Il capo dell'Istituto di Kiel per l'economia mondiale (IfW), Moritz Schularick, ha accusato il ministro della Difesa Boris Pistorius (SPD) di aver mal indirizzato gli investimenti in tecnologie militari obsolete. In una recente intervista con Süddeutsche Zeitung, Schularick ha criticato Pistorius per aver assegnato una grande parte del budget di 700 miliardi di euro destinato alla modernizzazione delle forze armate tedesche fino al 2030 verso sistemi tradizionali come carri armati, fregate e altre tecnologie legacy piuttosto che investire in sistemi d'arma orientati al futuro. Schularick ha sostenuto che la Germania possiede risorse finanziarie sostanziali, competenze industriali e persino alcune capacità tecnologiche avanzate.
Tuttavia, ha sottolineato che il paese manca di manodopera disposta a impegnarsi in combattimento in prima linea, rendendo imperativo dare priorità agli investimenti in tecnologie emergenti come l'intelligenza artificiale, la robotica, i droni e i sistemi satellitari. Ha avvertito che l'approccio attuale rischia di sprecare le vaste somme destinate alla modernizzazione, portando potenzialmente a fondi sprecati e una preparazione militare inefficace. Nella sua critica, Schularick ha proposto l'istituzione di un coordinatore centrale all'interno della Cancelleria per sorvegliare gli acquisti della difesa.

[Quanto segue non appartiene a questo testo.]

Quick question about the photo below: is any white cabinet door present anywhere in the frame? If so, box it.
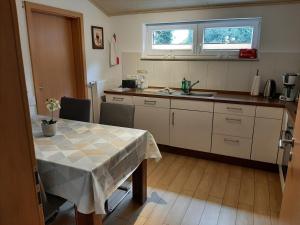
[251,118,281,163]
[170,109,213,152]
[134,106,170,145]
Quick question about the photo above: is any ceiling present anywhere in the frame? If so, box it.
[90,0,300,16]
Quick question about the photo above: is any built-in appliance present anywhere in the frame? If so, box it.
[264,80,276,98]
[279,73,298,102]
[278,112,294,188]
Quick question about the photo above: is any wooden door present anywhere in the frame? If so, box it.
[26,2,86,114]
[32,12,77,114]
[0,0,44,225]
[279,101,300,225]
[170,109,213,152]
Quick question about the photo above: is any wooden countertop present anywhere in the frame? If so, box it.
[104,89,286,108]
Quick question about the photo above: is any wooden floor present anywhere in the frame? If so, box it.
[51,153,282,225]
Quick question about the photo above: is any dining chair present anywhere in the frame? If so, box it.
[37,173,67,224]
[59,97,91,122]
[99,102,135,214]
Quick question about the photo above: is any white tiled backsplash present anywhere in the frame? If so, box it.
[122,52,300,92]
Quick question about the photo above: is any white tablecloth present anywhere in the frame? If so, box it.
[32,117,161,214]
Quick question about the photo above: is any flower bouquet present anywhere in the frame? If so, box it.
[41,98,60,137]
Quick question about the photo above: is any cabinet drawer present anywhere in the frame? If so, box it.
[213,113,254,138]
[133,96,170,109]
[106,95,133,105]
[170,109,213,152]
[256,106,283,120]
[251,118,281,163]
[211,134,252,159]
[134,106,170,145]
[171,99,214,112]
[215,103,256,116]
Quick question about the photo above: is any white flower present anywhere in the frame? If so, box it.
[46,98,60,112]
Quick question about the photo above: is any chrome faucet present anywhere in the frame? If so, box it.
[181,78,200,95]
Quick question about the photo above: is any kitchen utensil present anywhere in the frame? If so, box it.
[250,70,260,96]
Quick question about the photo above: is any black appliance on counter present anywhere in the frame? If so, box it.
[122,79,137,88]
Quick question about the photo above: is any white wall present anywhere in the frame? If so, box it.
[16,0,121,118]
[111,4,300,91]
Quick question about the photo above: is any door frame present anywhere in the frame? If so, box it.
[24,1,88,111]
[0,0,45,225]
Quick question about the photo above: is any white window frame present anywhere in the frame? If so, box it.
[197,18,261,56]
[142,17,262,59]
[143,23,197,56]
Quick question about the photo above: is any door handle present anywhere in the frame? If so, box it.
[279,138,295,148]
[289,151,293,162]
[225,118,242,123]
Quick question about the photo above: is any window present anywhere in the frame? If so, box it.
[143,18,261,57]
[144,24,197,56]
[152,29,194,50]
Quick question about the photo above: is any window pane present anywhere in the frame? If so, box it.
[203,26,254,50]
[152,29,193,50]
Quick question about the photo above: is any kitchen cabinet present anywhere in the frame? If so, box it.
[106,95,133,105]
[170,109,213,152]
[107,95,284,164]
[211,134,252,159]
[251,107,283,164]
[211,103,256,159]
[213,113,254,138]
[134,106,170,145]
[133,96,170,145]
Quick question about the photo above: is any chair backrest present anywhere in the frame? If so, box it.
[99,102,134,128]
[59,97,91,122]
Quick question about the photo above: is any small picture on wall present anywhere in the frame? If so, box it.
[92,26,104,49]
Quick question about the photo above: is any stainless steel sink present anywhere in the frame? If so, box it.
[180,91,216,97]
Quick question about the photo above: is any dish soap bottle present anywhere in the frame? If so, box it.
[250,70,260,96]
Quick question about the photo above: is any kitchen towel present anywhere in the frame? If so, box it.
[110,34,120,66]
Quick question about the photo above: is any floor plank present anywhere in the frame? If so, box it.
[51,153,282,225]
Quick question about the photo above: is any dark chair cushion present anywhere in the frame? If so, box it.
[99,102,134,128]
[59,97,91,122]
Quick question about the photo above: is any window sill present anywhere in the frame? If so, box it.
[140,56,259,62]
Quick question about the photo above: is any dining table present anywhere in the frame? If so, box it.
[31,116,161,225]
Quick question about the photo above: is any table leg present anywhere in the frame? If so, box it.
[75,208,103,225]
[75,159,147,225]
[132,159,147,204]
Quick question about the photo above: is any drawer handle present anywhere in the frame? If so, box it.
[113,97,124,102]
[224,138,240,144]
[144,100,156,105]
[225,118,242,123]
[227,107,243,111]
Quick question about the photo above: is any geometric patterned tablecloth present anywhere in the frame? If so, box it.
[32,117,161,214]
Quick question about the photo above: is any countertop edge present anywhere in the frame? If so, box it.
[104,90,287,108]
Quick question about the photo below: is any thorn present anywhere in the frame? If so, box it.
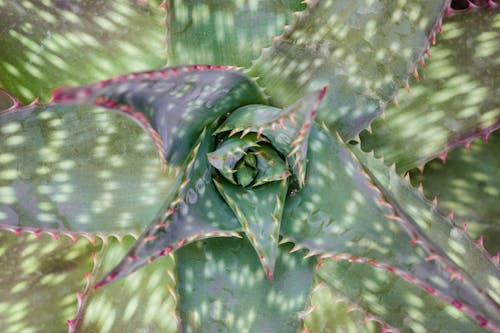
[392,96,399,107]
[413,67,420,81]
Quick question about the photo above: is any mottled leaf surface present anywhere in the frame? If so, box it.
[177,239,313,333]
[77,237,177,333]
[411,131,500,254]
[0,230,94,333]
[54,65,264,165]
[304,283,382,333]
[353,147,500,312]
[216,180,288,280]
[250,0,448,138]
[167,0,305,67]
[317,261,486,332]
[0,0,166,102]
[361,11,500,171]
[281,126,497,324]
[0,104,175,233]
[98,129,242,285]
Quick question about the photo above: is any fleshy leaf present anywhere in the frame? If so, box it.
[167,0,305,67]
[361,11,500,172]
[0,104,175,233]
[214,179,288,280]
[53,65,264,165]
[217,87,327,187]
[281,126,497,324]
[353,146,500,312]
[177,239,313,333]
[317,260,487,333]
[0,230,98,333]
[304,279,390,333]
[249,0,449,139]
[207,134,261,184]
[411,131,500,254]
[96,126,241,287]
[75,237,178,333]
[0,0,166,102]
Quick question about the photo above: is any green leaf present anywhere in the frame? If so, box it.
[304,283,382,333]
[411,131,500,253]
[214,179,288,280]
[96,129,241,287]
[0,104,175,233]
[318,260,486,332]
[353,146,500,324]
[167,0,305,67]
[0,0,166,102]
[249,0,449,139]
[0,230,98,333]
[281,123,496,326]
[53,65,264,165]
[177,239,313,333]
[77,237,177,333]
[361,11,500,172]
[216,87,327,187]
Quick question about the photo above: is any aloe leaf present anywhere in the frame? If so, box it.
[53,65,264,165]
[361,11,500,172]
[177,239,313,333]
[216,87,327,187]
[249,0,449,139]
[353,146,500,314]
[167,0,305,67]
[0,0,166,102]
[77,237,177,333]
[281,126,497,324]
[0,104,175,233]
[214,180,288,280]
[317,260,487,332]
[0,230,96,333]
[96,129,241,287]
[411,131,500,253]
[304,282,382,333]
[0,89,19,113]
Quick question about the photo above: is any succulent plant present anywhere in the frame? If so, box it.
[0,0,500,333]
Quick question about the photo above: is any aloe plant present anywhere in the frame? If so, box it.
[0,0,500,333]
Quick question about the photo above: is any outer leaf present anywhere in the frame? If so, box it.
[318,261,486,332]
[361,11,500,171]
[73,237,177,333]
[250,0,449,138]
[304,283,382,333]
[167,0,305,67]
[177,239,313,333]
[53,65,264,165]
[214,179,288,280]
[0,105,175,233]
[96,129,241,287]
[0,230,96,333]
[411,131,500,253]
[354,147,500,320]
[0,0,166,102]
[281,123,497,326]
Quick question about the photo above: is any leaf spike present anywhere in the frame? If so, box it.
[413,66,420,81]
[405,79,411,94]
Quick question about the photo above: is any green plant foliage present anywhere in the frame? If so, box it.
[0,0,166,102]
[0,0,500,333]
[411,128,500,253]
[361,11,500,172]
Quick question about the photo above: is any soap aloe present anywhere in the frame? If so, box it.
[0,0,500,332]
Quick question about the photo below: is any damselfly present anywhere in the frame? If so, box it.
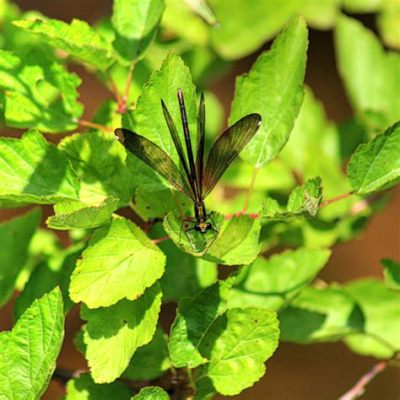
[115,89,261,238]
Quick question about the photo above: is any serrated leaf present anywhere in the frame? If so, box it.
[65,374,131,400]
[229,18,308,167]
[204,215,261,265]
[347,122,400,194]
[59,131,139,207]
[229,248,331,311]
[196,308,279,396]
[335,15,400,129]
[0,49,83,133]
[279,87,355,219]
[163,212,224,261]
[345,279,400,358]
[279,285,364,343]
[15,244,82,318]
[123,328,171,381]
[157,222,218,303]
[381,258,400,290]
[259,177,322,222]
[69,218,165,308]
[0,210,41,306]
[132,386,169,400]
[46,196,119,230]
[169,277,233,368]
[14,18,114,70]
[81,283,162,383]
[111,0,165,61]
[123,54,197,165]
[208,0,298,60]
[0,288,64,400]
[0,131,78,205]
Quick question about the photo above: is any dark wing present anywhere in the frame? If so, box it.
[202,114,261,198]
[115,128,193,199]
[196,93,206,193]
[161,100,190,186]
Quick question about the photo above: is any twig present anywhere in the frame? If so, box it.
[74,118,113,132]
[242,167,260,212]
[319,192,354,208]
[339,360,389,400]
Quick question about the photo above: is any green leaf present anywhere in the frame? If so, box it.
[229,248,331,311]
[14,18,114,70]
[134,186,193,220]
[65,374,131,400]
[345,279,400,358]
[159,223,218,303]
[0,289,64,400]
[208,0,297,60]
[0,131,78,205]
[0,210,40,306]
[260,177,322,222]
[0,49,83,133]
[347,122,400,194]
[124,328,171,381]
[59,131,140,207]
[70,218,165,308]
[186,0,217,26]
[229,17,308,167]
[342,0,384,13]
[381,258,400,290]
[163,212,223,261]
[15,244,82,318]
[81,284,162,383]
[123,54,197,165]
[335,16,400,129]
[377,1,400,49]
[279,88,353,218]
[169,278,234,368]
[196,308,279,396]
[111,0,165,61]
[132,386,169,400]
[279,285,364,343]
[162,0,210,47]
[205,215,261,265]
[46,196,119,230]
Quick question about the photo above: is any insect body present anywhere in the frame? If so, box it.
[115,89,261,234]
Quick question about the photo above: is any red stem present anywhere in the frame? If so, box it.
[74,118,113,132]
[319,192,353,208]
[339,360,389,400]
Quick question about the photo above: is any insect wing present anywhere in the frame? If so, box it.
[196,93,206,193]
[202,114,261,198]
[115,128,193,198]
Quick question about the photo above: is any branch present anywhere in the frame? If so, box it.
[339,360,390,400]
[319,192,354,208]
[73,118,113,132]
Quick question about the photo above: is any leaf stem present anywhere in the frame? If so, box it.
[152,235,170,244]
[224,211,260,221]
[339,360,390,400]
[74,118,113,132]
[242,167,260,212]
[118,61,136,114]
[319,192,354,208]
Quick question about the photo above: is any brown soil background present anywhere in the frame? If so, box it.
[0,0,400,400]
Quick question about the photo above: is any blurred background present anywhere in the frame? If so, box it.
[0,0,400,400]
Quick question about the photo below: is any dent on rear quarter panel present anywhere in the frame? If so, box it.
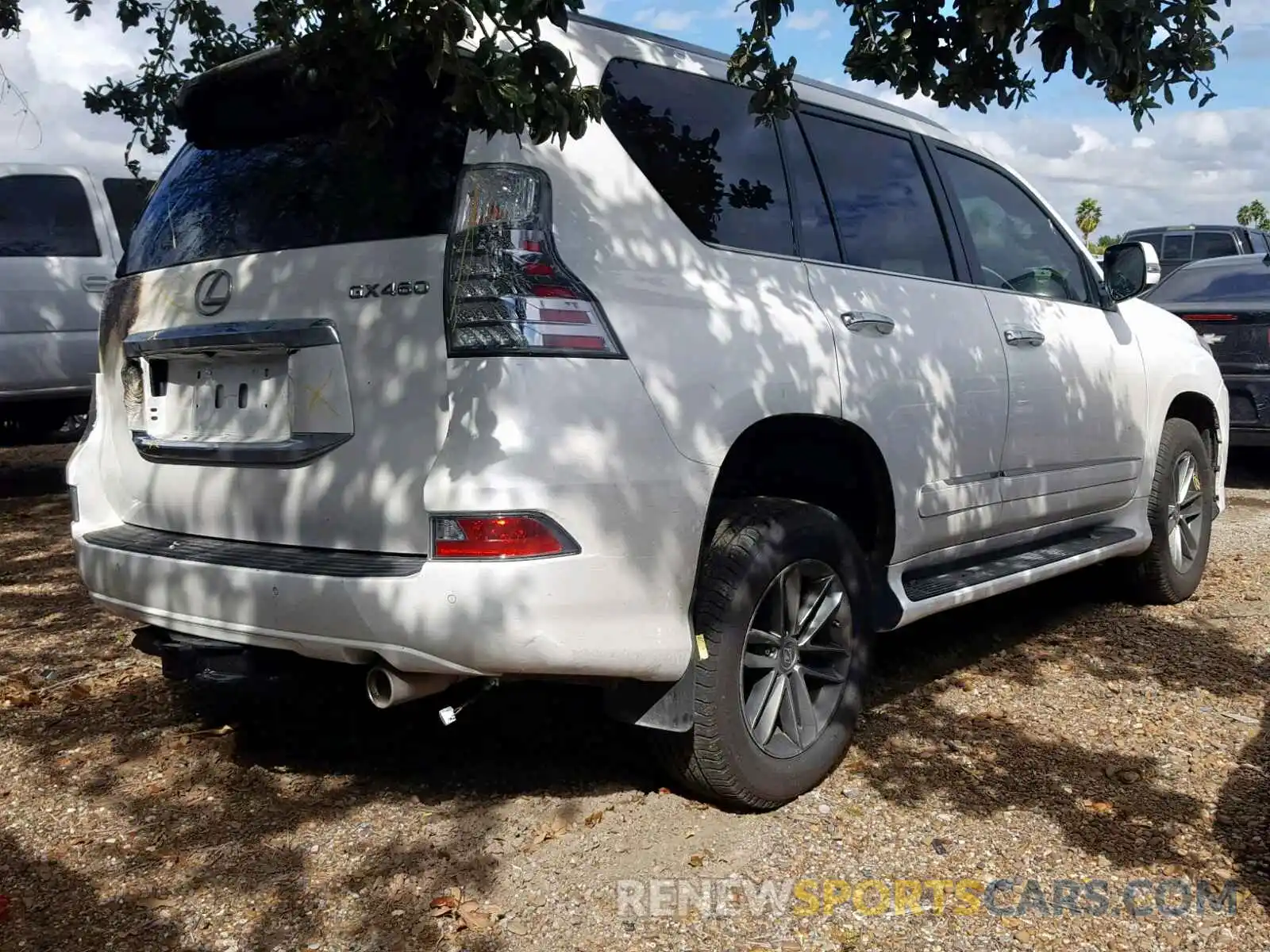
[97,274,141,366]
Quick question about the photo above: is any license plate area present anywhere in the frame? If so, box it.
[144,351,291,443]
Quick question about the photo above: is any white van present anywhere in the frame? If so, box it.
[67,17,1230,808]
[0,163,152,440]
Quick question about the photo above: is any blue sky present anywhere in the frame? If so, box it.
[0,0,1270,232]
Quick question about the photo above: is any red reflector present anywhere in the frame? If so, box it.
[542,334,608,351]
[433,516,564,559]
[538,313,591,324]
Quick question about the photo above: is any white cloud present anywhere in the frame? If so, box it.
[785,9,829,29]
[652,10,696,33]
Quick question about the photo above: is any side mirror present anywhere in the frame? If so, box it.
[1103,241,1160,301]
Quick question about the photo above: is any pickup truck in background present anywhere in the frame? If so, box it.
[0,163,154,443]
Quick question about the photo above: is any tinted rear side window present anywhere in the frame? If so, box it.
[125,81,468,273]
[1191,231,1240,258]
[601,60,794,255]
[102,179,155,248]
[1151,260,1270,303]
[802,116,952,279]
[0,175,102,258]
[1160,237,1192,262]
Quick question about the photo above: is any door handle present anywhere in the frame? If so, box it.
[842,311,895,335]
[1003,328,1045,347]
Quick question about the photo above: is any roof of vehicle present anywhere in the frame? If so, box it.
[1124,225,1256,235]
[1179,251,1270,271]
[569,13,948,132]
[176,13,949,139]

Ha descritto il Ministero della Difesa come troppo lento e sopraffatto, in particolare nella gestione della complessa ristrutturazione delle strategie di difesa sia nazionali che europee. Scholarick ha chiesto un cambiamento fondamentale nel modo in cui vengono acquistate le attrezzature di difesa, sostenendo che semplicemente spendere denaro e reintegrare le scorte esistenti è insufficiente. Invece, ha sostenuto una pianificazione strategica che assicuri che le capacità di produzione necessarie possano aumentare rapidamente durante le crisi.
Ad esempio, invece di ordinare carri armati costruiti individualmente in piccole quantità o un numero limitato di missili antiaerei, ha suggerito di investire in fabbriche in grado di produrre in massa armi critiche a tassi significativamente più elevati. Ha spiegato che il mantenimento di tali strutture in tempo di pace è economicamente impraticabile per le aziende private, quindi lo stato deve fornire incentivi attraverso sussidi o premi per garantire che queste capacità rimangano disponibili quando necessario. Questo approccio, ha sostenuto, consentirebbe alla Germania di mantenere una postura di difesa robusta e adattabile allineandosi con le tendenze globali nell'innovazione militare.
All'inizio di quest'anno, ha difeso la sua strategia di investimento, citando il conflitto in corso in Ucraina come prova della continua rilevanza delle risorse militari tradizionali come carri armati, navi, aerei e unità di fanteria. Allo stesso tempo, ha riconosciuto che la Germania è già leader in Europa nella tecnologia dei droni. Nonostante questi punti, Schularick sostiene che l'attuale traiettoria non prepara adeguatamente la Germania alle future sfide di sicurezza. Il dibattito sulle priorità di difesa riflette tensioni più ampie tra il mantenimento della forza militare convenzionale e l'adozione di soluzioni tecnologiche all'avanguardia.
Mentre le discussioni proseguono, il risultato potrebbe influenzare non solo le capacità militari della Germania, ma anche le sue politiche economiche e industriali nei prossimi anni.